Before Planning Your Next Clinical Trial Consider the Most Effective Statistical Methods to Minimize Costs

JULY 2017

It may go without saying that we design our clinical trials in a manner that will achieve our objectives while requiring the least amount of resources. It is less obvious just how well statistics can help us do it.

There are numerous bio statistical methods that can make your trial more efficient, offering considerable savings of both time and money. Following are a few examples of how to assess the most fitting primary efficacy endpoint using bio statistical methods:

The ICH E9 guideline states:

“The primary variable (‘target’ variable, primary endpoint) should be the variable capable of providing the most clinically relevant and convincing evidence directly related to the primary objective of the trial.” 
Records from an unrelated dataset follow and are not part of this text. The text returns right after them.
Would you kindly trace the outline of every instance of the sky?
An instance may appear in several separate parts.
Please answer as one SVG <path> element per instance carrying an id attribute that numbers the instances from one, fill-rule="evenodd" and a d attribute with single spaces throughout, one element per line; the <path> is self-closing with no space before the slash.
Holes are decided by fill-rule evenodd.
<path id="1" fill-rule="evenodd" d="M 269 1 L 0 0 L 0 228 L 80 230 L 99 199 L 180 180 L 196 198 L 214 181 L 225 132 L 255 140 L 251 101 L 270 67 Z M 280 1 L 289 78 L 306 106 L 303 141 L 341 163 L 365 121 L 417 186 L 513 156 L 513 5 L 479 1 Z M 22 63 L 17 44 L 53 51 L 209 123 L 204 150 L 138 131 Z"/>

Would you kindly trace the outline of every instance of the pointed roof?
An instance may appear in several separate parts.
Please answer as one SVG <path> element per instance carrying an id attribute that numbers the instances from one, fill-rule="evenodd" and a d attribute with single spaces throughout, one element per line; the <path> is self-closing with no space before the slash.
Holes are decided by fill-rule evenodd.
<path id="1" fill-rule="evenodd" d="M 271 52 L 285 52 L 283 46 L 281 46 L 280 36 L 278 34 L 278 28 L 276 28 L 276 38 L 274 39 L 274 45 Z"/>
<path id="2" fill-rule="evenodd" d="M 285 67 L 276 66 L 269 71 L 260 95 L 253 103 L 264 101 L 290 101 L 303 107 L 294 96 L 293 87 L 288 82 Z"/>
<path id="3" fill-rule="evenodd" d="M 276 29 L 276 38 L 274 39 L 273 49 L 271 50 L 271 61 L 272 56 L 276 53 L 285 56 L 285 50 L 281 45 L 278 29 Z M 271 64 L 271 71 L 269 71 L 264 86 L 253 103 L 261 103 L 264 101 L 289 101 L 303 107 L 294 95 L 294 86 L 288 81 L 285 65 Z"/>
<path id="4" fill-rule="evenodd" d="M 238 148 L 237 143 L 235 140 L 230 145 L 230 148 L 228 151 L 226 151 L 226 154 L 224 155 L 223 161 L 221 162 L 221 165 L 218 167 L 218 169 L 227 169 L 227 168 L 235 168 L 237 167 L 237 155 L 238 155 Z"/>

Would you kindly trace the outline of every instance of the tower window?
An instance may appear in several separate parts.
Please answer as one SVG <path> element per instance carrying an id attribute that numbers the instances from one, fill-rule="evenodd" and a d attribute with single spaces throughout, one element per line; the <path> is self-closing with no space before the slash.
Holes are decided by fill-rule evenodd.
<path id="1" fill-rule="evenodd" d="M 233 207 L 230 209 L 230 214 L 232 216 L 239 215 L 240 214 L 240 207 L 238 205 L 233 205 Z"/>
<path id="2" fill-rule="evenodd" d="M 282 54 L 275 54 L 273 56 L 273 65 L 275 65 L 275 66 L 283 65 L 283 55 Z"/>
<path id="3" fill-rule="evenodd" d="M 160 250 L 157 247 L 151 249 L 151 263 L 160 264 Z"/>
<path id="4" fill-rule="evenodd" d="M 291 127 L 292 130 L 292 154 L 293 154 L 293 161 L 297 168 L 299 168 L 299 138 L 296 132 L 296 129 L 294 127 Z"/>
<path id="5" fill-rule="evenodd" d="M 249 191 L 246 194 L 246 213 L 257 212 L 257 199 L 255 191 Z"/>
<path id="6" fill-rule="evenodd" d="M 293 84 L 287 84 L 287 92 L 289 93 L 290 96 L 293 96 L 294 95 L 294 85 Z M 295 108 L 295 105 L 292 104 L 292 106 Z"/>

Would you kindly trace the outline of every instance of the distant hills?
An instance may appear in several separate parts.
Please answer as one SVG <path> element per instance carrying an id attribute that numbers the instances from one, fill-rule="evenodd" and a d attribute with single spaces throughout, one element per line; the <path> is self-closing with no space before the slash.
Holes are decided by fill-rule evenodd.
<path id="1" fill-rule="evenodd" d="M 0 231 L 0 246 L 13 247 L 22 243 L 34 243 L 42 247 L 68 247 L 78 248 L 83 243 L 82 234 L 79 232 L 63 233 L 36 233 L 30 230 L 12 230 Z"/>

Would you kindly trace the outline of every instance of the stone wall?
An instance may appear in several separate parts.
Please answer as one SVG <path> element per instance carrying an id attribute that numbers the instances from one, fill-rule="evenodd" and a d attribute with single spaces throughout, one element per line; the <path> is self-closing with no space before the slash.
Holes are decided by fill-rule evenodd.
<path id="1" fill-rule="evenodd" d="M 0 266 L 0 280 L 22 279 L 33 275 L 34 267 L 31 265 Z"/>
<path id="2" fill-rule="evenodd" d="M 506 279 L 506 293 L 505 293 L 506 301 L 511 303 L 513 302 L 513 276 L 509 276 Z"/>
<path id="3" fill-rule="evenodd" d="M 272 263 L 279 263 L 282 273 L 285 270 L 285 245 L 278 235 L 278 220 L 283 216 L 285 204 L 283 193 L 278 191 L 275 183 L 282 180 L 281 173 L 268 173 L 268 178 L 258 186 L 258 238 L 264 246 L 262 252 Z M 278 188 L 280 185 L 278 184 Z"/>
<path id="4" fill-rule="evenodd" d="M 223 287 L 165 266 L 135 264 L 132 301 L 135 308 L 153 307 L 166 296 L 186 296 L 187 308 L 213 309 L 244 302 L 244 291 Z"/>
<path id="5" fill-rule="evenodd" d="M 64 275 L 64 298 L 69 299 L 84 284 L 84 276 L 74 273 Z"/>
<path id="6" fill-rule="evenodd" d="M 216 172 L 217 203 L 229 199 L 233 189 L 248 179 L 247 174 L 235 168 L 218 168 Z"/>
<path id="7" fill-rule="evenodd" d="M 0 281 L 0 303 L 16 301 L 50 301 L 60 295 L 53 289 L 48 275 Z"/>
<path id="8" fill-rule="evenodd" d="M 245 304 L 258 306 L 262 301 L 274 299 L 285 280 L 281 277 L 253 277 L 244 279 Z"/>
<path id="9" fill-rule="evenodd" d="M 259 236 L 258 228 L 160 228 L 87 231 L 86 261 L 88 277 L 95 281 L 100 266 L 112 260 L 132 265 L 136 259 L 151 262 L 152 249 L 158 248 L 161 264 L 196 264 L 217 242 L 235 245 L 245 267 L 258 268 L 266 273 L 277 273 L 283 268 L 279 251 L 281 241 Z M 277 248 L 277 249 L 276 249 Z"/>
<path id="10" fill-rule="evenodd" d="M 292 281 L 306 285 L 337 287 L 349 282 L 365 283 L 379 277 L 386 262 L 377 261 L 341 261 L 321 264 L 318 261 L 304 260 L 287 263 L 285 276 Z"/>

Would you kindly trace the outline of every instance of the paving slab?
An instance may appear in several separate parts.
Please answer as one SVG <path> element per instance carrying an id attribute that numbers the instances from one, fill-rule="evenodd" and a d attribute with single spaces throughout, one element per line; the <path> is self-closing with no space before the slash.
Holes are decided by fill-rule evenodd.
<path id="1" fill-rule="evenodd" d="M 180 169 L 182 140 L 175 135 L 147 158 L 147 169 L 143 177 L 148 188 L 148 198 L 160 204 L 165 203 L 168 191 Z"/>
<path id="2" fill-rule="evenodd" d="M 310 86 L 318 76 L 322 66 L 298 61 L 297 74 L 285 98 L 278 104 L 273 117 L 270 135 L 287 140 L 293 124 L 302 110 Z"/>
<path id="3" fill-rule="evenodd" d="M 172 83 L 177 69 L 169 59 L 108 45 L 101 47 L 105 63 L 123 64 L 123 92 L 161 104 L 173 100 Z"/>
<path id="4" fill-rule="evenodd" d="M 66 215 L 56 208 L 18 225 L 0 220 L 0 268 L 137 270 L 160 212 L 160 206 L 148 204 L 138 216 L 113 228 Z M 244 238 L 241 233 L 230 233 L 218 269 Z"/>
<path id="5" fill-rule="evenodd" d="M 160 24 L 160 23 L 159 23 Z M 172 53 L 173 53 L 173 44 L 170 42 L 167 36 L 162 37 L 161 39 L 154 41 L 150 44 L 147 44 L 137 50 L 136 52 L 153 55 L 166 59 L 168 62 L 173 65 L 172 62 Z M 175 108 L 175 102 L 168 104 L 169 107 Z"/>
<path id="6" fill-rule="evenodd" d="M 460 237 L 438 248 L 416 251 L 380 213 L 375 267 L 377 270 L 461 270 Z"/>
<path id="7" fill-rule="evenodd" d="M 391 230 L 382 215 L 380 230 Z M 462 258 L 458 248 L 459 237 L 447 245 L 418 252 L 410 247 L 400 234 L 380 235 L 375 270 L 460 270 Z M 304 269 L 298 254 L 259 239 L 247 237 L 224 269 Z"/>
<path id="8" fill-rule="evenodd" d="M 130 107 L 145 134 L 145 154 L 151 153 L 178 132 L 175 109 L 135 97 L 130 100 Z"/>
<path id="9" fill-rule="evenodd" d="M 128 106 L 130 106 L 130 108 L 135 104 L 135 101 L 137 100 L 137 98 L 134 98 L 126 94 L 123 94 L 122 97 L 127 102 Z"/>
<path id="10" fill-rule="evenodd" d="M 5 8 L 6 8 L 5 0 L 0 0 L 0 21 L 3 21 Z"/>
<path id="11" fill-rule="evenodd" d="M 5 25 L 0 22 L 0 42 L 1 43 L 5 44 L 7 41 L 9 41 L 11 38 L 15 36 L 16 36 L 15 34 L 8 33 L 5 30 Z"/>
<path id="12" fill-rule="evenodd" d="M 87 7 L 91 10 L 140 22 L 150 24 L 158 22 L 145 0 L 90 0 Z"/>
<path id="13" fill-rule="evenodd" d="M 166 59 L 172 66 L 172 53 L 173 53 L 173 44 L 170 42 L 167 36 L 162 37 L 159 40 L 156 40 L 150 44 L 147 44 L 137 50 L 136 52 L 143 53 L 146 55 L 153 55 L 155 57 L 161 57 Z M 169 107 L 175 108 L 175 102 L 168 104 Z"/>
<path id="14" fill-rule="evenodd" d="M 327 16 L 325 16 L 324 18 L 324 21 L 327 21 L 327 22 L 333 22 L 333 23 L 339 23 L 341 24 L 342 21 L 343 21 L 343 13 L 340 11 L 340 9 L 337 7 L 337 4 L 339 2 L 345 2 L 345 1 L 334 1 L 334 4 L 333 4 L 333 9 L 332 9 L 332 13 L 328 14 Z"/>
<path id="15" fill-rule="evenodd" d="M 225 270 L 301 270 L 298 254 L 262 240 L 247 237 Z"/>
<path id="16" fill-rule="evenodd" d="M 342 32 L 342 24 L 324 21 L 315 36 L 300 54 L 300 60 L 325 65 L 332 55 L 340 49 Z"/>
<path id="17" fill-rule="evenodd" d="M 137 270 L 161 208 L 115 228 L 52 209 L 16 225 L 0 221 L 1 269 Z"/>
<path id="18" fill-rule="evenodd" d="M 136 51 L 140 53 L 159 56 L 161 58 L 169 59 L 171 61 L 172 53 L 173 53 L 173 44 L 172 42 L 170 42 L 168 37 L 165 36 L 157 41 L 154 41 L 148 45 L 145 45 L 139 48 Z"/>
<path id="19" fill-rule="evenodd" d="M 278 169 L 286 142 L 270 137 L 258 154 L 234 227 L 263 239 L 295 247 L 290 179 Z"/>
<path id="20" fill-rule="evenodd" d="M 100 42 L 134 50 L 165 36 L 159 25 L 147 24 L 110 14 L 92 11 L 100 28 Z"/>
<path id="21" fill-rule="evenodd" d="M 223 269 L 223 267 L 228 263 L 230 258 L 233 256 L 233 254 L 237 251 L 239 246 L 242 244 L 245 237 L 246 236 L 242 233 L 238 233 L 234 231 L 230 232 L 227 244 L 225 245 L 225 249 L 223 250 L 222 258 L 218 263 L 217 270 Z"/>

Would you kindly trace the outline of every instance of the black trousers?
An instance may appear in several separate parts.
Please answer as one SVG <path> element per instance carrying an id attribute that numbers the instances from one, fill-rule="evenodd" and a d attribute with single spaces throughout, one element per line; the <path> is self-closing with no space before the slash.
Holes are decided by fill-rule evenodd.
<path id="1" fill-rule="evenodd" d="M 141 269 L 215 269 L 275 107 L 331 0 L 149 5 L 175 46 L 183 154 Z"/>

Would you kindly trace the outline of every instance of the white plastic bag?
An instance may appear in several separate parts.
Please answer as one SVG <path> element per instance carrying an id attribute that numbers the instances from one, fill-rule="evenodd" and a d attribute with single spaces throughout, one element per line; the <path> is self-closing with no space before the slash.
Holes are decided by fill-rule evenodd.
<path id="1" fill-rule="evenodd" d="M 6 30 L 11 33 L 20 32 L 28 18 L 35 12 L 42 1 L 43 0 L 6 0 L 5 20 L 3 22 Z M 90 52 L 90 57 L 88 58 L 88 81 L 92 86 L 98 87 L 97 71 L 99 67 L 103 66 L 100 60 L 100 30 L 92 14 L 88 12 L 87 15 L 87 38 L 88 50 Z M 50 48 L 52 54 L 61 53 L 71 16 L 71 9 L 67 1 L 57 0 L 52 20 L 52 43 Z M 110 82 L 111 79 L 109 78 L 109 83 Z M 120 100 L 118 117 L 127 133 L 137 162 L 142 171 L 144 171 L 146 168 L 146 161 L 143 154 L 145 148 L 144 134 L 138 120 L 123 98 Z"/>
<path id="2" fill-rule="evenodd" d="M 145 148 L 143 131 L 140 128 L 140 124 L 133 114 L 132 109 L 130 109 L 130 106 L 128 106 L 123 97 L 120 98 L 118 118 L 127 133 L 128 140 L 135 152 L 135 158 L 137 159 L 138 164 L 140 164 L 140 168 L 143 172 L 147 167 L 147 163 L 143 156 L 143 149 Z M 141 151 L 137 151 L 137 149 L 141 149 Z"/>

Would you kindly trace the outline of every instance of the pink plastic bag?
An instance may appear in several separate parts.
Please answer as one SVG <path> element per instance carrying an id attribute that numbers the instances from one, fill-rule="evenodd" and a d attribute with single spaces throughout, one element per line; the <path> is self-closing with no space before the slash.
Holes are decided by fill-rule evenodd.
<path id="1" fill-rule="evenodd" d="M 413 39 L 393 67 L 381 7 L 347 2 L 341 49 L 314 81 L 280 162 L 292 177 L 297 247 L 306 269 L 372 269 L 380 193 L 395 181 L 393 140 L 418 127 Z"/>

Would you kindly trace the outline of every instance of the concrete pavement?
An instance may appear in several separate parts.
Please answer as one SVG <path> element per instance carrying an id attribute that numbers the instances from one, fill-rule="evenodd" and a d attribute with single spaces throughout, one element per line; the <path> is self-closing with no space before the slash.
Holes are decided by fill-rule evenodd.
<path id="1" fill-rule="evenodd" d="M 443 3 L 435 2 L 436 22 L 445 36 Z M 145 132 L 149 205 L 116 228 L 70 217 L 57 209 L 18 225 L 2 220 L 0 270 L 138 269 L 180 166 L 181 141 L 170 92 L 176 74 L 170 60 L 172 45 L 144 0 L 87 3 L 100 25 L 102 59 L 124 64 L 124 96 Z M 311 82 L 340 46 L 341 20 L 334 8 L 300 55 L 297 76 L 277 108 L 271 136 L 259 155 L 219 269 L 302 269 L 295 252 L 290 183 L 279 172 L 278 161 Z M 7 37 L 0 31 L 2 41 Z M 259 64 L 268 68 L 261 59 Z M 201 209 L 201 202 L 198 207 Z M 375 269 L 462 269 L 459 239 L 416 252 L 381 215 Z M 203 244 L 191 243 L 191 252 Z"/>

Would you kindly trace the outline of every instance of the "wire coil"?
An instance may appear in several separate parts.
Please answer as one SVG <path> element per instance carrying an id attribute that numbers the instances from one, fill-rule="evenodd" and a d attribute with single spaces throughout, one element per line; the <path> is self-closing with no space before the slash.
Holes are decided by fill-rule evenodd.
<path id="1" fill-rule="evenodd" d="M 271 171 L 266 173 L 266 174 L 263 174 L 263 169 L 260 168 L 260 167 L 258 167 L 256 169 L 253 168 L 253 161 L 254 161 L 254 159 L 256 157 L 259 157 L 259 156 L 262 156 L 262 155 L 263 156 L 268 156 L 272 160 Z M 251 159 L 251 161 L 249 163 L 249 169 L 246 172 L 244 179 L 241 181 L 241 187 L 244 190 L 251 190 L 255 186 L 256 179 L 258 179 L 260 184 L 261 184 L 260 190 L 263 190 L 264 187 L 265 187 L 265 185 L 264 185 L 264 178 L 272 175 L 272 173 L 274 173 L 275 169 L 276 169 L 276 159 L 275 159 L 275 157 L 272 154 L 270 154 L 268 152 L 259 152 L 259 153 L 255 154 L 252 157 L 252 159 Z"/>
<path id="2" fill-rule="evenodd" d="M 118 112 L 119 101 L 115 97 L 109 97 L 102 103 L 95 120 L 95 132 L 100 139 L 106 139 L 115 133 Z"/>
In many indications the primary efficacy endpoint is well established and you will be constrained to select the standard endpoint.  Yet even in these cases you might have some control over your design to make it most efficient. Specifically, it would behoove you to ask and answer the following questions:

  • How do I best measure the primary endpoint? (Use a single central lab, reviewer or committee where appropriate and feasible)
  • When should I measure my endpoint? (Analyze historical data—your own and others’—to find the time point that yields the largest difference between test and control.)
  • How many times should I measure the endpoint within a time point? Across time points? (To the degree possible, use multiple measurements and analyze accordingly. The number of repeated measurements taken will depend on both statistical and clinical/logistic considerations.)

In cases where you have more control over endpoint selection the following considerations will also be important and have been demonstrated to reduce sample size by 10% to 50% and greatly increase power for statistical testing:

  • Avoid responder (response/non-response) endpoints in favor of continuous endpoints such as size, mmHg, weight, etc.
  • Prefer continuous endpoints to rank endpoints such as NYHA functional classification.
  • When obtaining patient reported outcome (PRO), select the validated scale with the greatest reliability (repeatability).
  • To the degree possible, analyze your efficacy endpoint using procedures that are robust to missing data, such as mixed model repeated measures (MMRM).

Additional methods for increasing your chance for success in a trial with fewer resources include:

  • Adaptive designs
  • Minimizing variance
  • Specifying matched subject designs
  • Designing single arm trials for regulatory approval
  • Making efficient use of non-inferiority hypotheses
  • Reducing noise by both appropriate measurement and statistical analysis

All of the methods described above, used in combination or alone, will increase your trial’s efficiency by reducing costs and increasing probability of success.